In Mexico City, inflation has shown a significant decrease in the first half of February, surprising many experts. This drop can be attributed to the lower prices of fresh produce, a trend that is likely to influence the Bank of Mexico’s decision to reduce interest rates.

According to the National Statistics Institute’s report released on Thursday, the consumer price index dropped by 0.1% in the first two weeks of February and saw a 4.45% increase compared to the same period last year. These figures indicate a positive change from the 4.88% annual inflation rate reported at the end of January.

The core Consumer Price Index (CPI), which excludes energy and fresh produce, experienced a slight increase of 0.24% in the first half of February. This led to a decrease in the 12-month inflation rate, dropping to 4.63% from 4.76% at the end of January.

Notably, a significant factor contributing to the overall decline in consumer prices was a notable 7.2% decrease in the prices of fruits and vegetables.

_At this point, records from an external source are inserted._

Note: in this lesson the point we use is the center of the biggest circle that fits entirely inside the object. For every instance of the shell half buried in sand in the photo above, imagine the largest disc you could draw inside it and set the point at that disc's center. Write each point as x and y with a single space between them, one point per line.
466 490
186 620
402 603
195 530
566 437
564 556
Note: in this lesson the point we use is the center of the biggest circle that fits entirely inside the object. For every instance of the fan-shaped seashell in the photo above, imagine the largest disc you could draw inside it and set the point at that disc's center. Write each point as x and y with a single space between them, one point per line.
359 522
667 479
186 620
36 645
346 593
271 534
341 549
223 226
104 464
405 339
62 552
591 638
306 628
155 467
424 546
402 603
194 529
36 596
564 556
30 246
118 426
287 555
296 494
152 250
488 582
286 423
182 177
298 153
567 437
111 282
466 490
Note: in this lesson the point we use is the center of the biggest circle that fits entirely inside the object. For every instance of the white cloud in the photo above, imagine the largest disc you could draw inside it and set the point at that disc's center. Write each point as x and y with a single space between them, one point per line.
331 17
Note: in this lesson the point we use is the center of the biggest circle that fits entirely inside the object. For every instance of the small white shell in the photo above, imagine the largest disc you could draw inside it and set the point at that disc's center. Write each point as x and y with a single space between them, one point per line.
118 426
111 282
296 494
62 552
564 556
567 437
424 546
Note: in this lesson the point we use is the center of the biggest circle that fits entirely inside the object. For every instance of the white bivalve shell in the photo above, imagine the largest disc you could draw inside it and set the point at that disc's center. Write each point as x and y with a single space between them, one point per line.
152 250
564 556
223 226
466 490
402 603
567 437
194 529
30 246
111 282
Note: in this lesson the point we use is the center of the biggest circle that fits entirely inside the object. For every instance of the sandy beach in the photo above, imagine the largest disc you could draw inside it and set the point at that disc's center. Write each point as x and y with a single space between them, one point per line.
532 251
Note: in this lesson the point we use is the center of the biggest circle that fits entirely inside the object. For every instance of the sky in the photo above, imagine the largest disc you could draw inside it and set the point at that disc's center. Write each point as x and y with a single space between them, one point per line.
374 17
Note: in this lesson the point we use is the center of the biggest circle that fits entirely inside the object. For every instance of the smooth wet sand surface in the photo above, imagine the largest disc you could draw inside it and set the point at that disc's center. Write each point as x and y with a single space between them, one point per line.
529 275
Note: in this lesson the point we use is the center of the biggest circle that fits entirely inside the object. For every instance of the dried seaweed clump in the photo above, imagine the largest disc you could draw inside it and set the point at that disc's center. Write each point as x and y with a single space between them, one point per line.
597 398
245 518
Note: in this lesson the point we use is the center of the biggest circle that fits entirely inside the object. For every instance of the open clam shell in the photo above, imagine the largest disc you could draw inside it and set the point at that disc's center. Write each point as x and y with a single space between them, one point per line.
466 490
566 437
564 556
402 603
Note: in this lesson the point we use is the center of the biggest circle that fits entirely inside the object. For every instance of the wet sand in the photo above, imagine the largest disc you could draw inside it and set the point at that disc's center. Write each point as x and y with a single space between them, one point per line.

With this deceleration in inflation rates, there is anticipation that the Bank of Mexico will initiate a reduction in its benchmark interest-rate target starting in March. During the meeting on Feb. 8, the central bank opted to maintain the rate at 11.25% but hinted at possible rate cuts in upcoming meetings, contingent upon the behavior of inflation.

The minutes from the February meeting are set to be published on Thursday, offering further insight into the central bank’s considerations.